Thank you in advance
Upvotes: 10
Views: 53276
Reputation: 115
Since Tomcat 9 there is different error handling configuration.
You have to:
<Valve className="org.apache.catalina.valves.ErrorReportValve" errorCode.404="webapps/ROOT/error_page.html" errorCode.0="webapps/ROOT/error_page.html" showReport="false" showServerInfo="false" />
Please refer: https://stackoverflow.com/a/55702749/2532710 or Tomcat documentation: https://tomcat.apache.org/tomcat-9.0-doc/config/valve.html#Error_Report_Valve
Upvotes: 6
Reputation: 10042
Here is a minimal web.xml
which you can put in a webapps folder (if you don't want to change 404 pages globally). This will allow you to e.g. redirect all requests to a new folder.
<?xml version="1.0" encoding="ISO-8859-1"?>
<web-app xmlns="http://java.sun.com/xml/ns/javaee"
xmlns:xsi="http://www.w3.org/2001/XMLSchema-instance"
xsi:schemaLocation="http://java.sun.com/xml/ns/javaee
http://java.sun.com/xml/ns/javaee/web-app_3_0.xsd"
version="3.0"
metadata-complete="true">
<error-page>
<error-code>404</error-code>
<location>/redirect.jsp</location>
</error-page>
</web-app>
Note that web.xml
must be put in .../webapps/YourFolder/WEB-INF/web.xml
.
In the redirect.jsp
. You would put something like:
<?xml version="1.0" encoding="UTF-8"?>
<!DOCTYPE html PUBLIC "-//W3C//DTD XHTML 1.0 Transitional//EN"

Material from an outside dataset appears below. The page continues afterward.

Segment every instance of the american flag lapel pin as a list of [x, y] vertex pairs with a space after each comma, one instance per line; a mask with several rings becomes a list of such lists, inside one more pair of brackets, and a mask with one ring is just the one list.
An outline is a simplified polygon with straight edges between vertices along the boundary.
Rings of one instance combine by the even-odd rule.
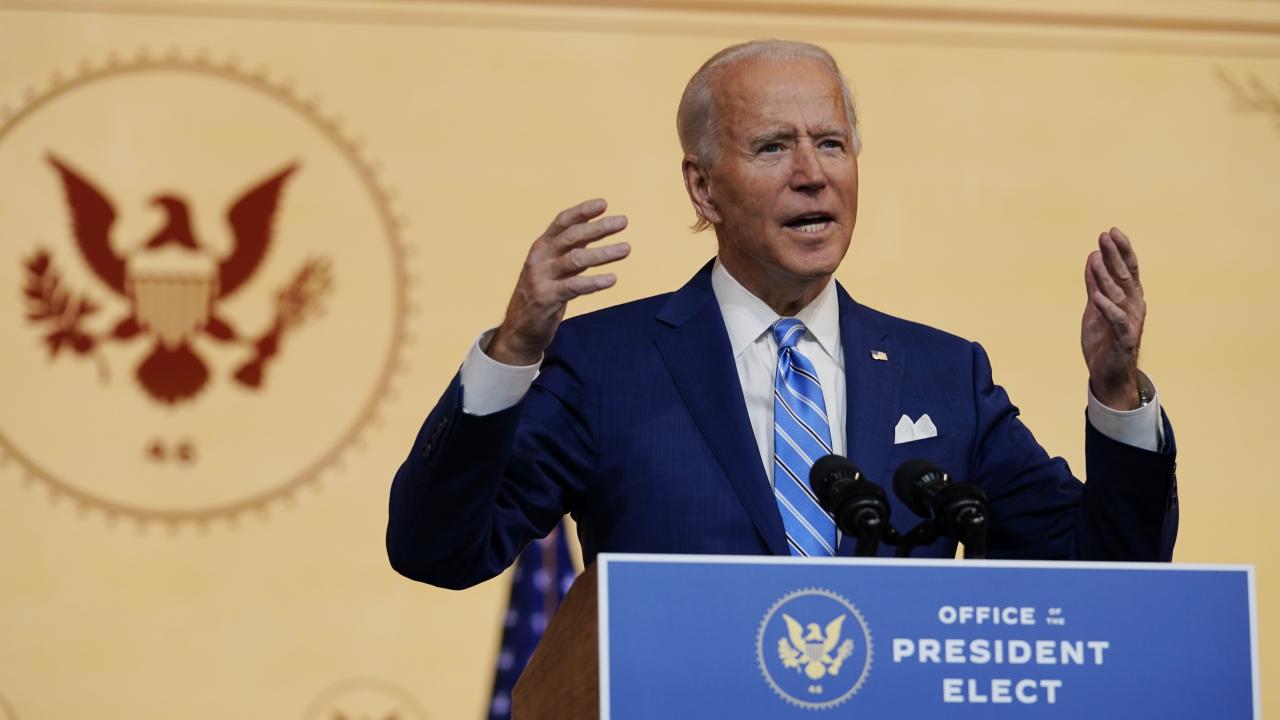
[[872, 350], [871, 359], [879, 360], [880, 362], [889, 362], [889, 354], [883, 350]]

"http://www.w3.org/TR/xhtml1/DTD/xhtml1-transitional.dtd">
<html xmlns="http://www.w3.org/1999/xhtml" xml:lang="en" lang="en" dir="ltr">
<head>
<title>Moved</title>
</head>
<%
// get the requested URI
String requestedLocation = request.getRequestURI();
// rewrite to new location
String newLocation = requestedLocation.replaceAll("^/Old", "/New");
// 301 - permanent redirect
response.setStatus(response.SC_MOVED_PERMANENTLY);
response.setHeader("Location", newLocation);
%>
<body>
→ <a href="<%=newLocation%>"><%=newLocation%></a>
</body>
</html>
Upvotes: 3
Reputation: 12462
Define an error page in web.xml:
<error-page>
<error-code>404</error-code>
<location>/path/to/your/page.html</location>
</error-page>
Update
You can define error pages by their http status (404, 500,...) or by defining the fully qualified exception name (java.lang.Exception, java.io.FileNotFoundException ...). If you are using Servlet 3.x you can even omit the error-code/error-classname part to define a default error page.